Originally posted by @js357
I suggest the critique section of
https://en.m.wikipedia.org/wiki/Cogito,_ergo_sum
One suggestion is to treat it like we treat “It is raining.”
Im not an astute philosopher, but isn't the following quotes affirming what I've said thus far?
https://en.m.wikipedia.org/wiki/Cogito,_ergo_sum
"And finally, when I considered that the very same thoughts (presentations) which we experience when awake may also be experienced when we are asleep, while there is at that time not one of them true, I supposed that all the objects (presentations) that had ever entered into my mind when awake, had in them no more truth than the illusions of my dreams. But immediately upon this I observed that, whilst I thus wished to think that all was false, it was absolutely necessary that I, who thus thought, should be something; And as I observed that this truth,
I think, therefore I am, was so certain and of such evidence that no ground of doubt, however extravagant, could be alleged by the Sceptics capable of shaking it, I concluded that I might, without scruple, accept it as the first principle of the philosophy of which I was in search."

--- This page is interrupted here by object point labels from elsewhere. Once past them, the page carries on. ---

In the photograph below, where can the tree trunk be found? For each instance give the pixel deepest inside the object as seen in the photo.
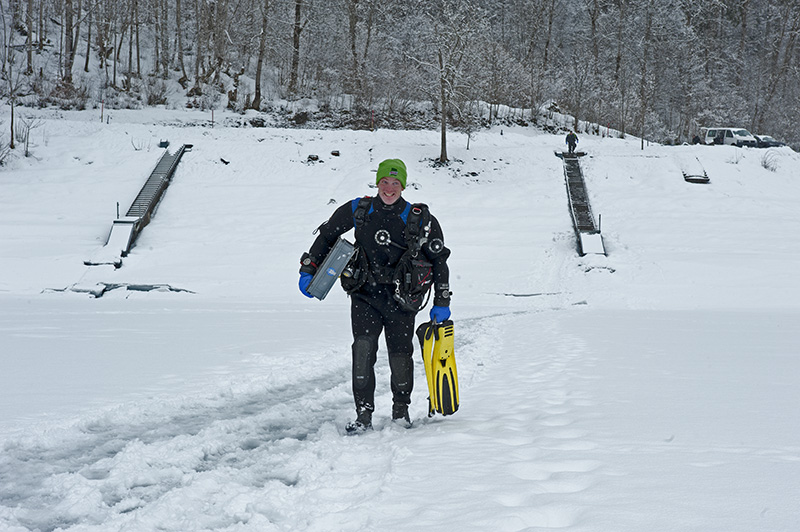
(352, 27)
(88, 39)
(29, 39)
(69, 54)
(443, 82)
(262, 50)
(179, 31)
(297, 29)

"While we thus reject all of which we can entertain the smallest doubt, and even imagine that it is false, we easily indeed suppose that there is neither God, nor sky, nor bodies, and that we ourselves even have neither hands nor feet, nor, finally, a body; but we cannot in the same way suppose that we are not while we doubt of the truth of these things; for there is a repugnance in conceiving that what thinks does not exist at the very time when it thinks. Accordingly, the knowledge,
I think, therefore I am, is the first and most certain that occurs to one who philosophizes orderly."
Otherwise I'm not at all certain what you're trying to tell me.